Few letter changed direct marketing more than WWW.
Prior to the mid-1990s, we pushed our message to the customer. And if we didn't push our message to the customer, the customer didn't buy from us unless she specifically requested a catalog.
Though it has been nearly fifteen years since the first e-commerce websites appeared, our evolution into the realm of "www." has been comparatively slow. Think about it. Our websites were drill-down oriented websites built by technical individuals, not by shoppers.

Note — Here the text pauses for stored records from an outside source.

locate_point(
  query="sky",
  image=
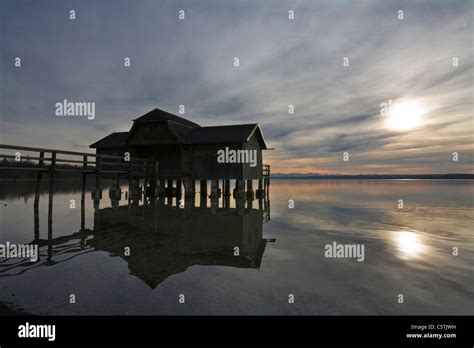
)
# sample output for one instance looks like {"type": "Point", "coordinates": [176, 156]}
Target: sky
{"type": "Point", "coordinates": [422, 64]}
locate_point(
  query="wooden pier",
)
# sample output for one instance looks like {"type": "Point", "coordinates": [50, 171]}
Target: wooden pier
{"type": "Point", "coordinates": [152, 173]}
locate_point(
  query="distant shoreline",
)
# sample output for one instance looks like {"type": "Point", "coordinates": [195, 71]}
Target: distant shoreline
{"type": "Point", "coordinates": [373, 176]}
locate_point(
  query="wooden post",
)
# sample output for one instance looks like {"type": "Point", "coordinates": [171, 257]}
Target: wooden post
{"type": "Point", "coordinates": [83, 192]}
{"type": "Point", "coordinates": [145, 178]}
{"type": "Point", "coordinates": [169, 191]}
{"type": "Point", "coordinates": [214, 189]}
{"type": "Point", "coordinates": [227, 187]}
{"type": "Point", "coordinates": [239, 190]}
{"type": "Point", "coordinates": [38, 177]}
{"type": "Point", "coordinates": [98, 165]}
{"type": "Point", "coordinates": [155, 182]}
{"type": "Point", "coordinates": [37, 195]}
{"type": "Point", "coordinates": [179, 186]}
{"type": "Point", "coordinates": [250, 193]}
{"type": "Point", "coordinates": [130, 182]}
{"type": "Point", "coordinates": [52, 168]}
{"type": "Point", "coordinates": [203, 189]}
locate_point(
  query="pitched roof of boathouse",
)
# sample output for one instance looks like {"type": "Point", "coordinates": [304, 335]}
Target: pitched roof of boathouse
{"type": "Point", "coordinates": [187, 132]}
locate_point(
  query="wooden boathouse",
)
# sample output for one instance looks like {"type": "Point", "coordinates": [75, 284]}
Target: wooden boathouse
{"type": "Point", "coordinates": [186, 151]}
{"type": "Point", "coordinates": [165, 152]}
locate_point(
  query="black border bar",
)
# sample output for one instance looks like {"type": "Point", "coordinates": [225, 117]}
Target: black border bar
{"type": "Point", "coordinates": [223, 330]}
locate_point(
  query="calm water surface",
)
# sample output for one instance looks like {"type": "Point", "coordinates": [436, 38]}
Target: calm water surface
{"type": "Point", "coordinates": [190, 251]}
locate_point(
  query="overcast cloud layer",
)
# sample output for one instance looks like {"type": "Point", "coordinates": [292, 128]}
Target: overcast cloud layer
{"type": "Point", "coordinates": [298, 62]}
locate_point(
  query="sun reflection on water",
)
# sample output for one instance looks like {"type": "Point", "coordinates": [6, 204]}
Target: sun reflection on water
{"type": "Point", "coordinates": [409, 244]}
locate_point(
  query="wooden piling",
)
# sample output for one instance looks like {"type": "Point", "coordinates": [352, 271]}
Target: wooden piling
{"type": "Point", "coordinates": [203, 188]}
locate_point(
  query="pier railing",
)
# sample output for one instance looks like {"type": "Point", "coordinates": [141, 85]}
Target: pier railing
{"type": "Point", "coordinates": [50, 161]}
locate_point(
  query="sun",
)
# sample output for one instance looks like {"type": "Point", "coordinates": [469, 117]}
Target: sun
{"type": "Point", "coordinates": [405, 116]}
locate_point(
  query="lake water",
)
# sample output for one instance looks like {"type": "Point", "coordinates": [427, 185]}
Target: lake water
{"type": "Point", "coordinates": [281, 251]}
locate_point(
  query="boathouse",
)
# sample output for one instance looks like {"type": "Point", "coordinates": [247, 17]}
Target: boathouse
{"type": "Point", "coordinates": [186, 149]}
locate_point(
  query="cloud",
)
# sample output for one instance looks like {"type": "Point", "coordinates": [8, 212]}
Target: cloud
{"type": "Point", "coordinates": [283, 62]}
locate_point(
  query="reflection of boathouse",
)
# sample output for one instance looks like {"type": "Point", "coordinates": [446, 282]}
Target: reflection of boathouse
{"type": "Point", "coordinates": [165, 241]}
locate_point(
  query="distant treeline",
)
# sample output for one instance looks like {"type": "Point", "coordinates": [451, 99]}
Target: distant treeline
{"type": "Point", "coordinates": [23, 172]}
{"type": "Point", "coordinates": [372, 176]}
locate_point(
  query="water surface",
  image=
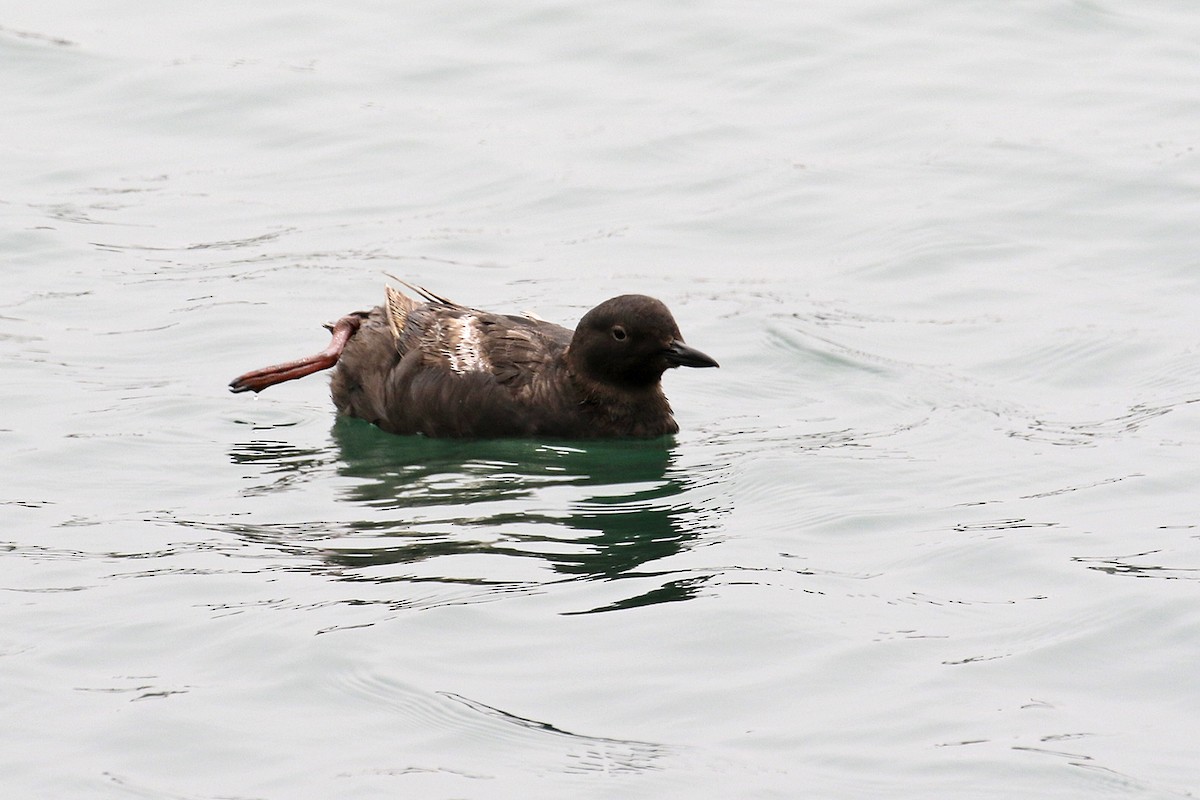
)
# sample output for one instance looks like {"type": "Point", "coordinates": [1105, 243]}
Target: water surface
{"type": "Point", "coordinates": [929, 531]}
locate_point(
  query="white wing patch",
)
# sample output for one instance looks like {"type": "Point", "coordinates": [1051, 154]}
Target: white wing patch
{"type": "Point", "coordinates": [463, 346]}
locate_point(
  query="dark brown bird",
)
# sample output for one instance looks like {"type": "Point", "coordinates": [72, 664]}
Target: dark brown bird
{"type": "Point", "coordinates": [435, 367]}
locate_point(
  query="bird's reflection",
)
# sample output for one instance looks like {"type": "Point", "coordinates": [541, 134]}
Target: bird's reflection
{"type": "Point", "coordinates": [595, 510]}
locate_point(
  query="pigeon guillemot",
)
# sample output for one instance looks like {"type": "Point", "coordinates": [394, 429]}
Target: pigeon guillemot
{"type": "Point", "coordinates": [435, 367]}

Once the infrastructure was built, we learned that modifying the infrastructure was hard work. Marketers wanting to make changes had to submit projects to a "book of work", where projects were prioritized based on available resources. Never before had marketers been so hamstrung. Catalog marketers were used to doing whatever they wanted, limited only by the constraints of the printing process. Online marketers require that information technology bridge to be successful.
In the past five years, it seems like the customer became frustrated with the slow pace of change in multichannel marketing. She no longer trusts us, and probably for good reason. We've failed her with false guarantees and marketing gimmicks. Now, she looks to her peers for advice. She looks at customer reviews of products, not the copy written by somebody paid to entice the customer into purchasing goods and services.
The future of Multichannel Forensics is not within any one brand, but between brands that sprawl across the internet. Our job will be to understand how our customers interact with other shoppers, websites, and brands. We'll demonstrate that Facebook is in Transfer Mode with Google, and that customers who come from Google are loyal to Google, not loyal to us. We'll use the Multichannel Forensics framework to make sense of the World Wide Web, a complicated entanglement of sites independent of each other. We will understand our place in this complicated "web".
Who is going to lead this charge?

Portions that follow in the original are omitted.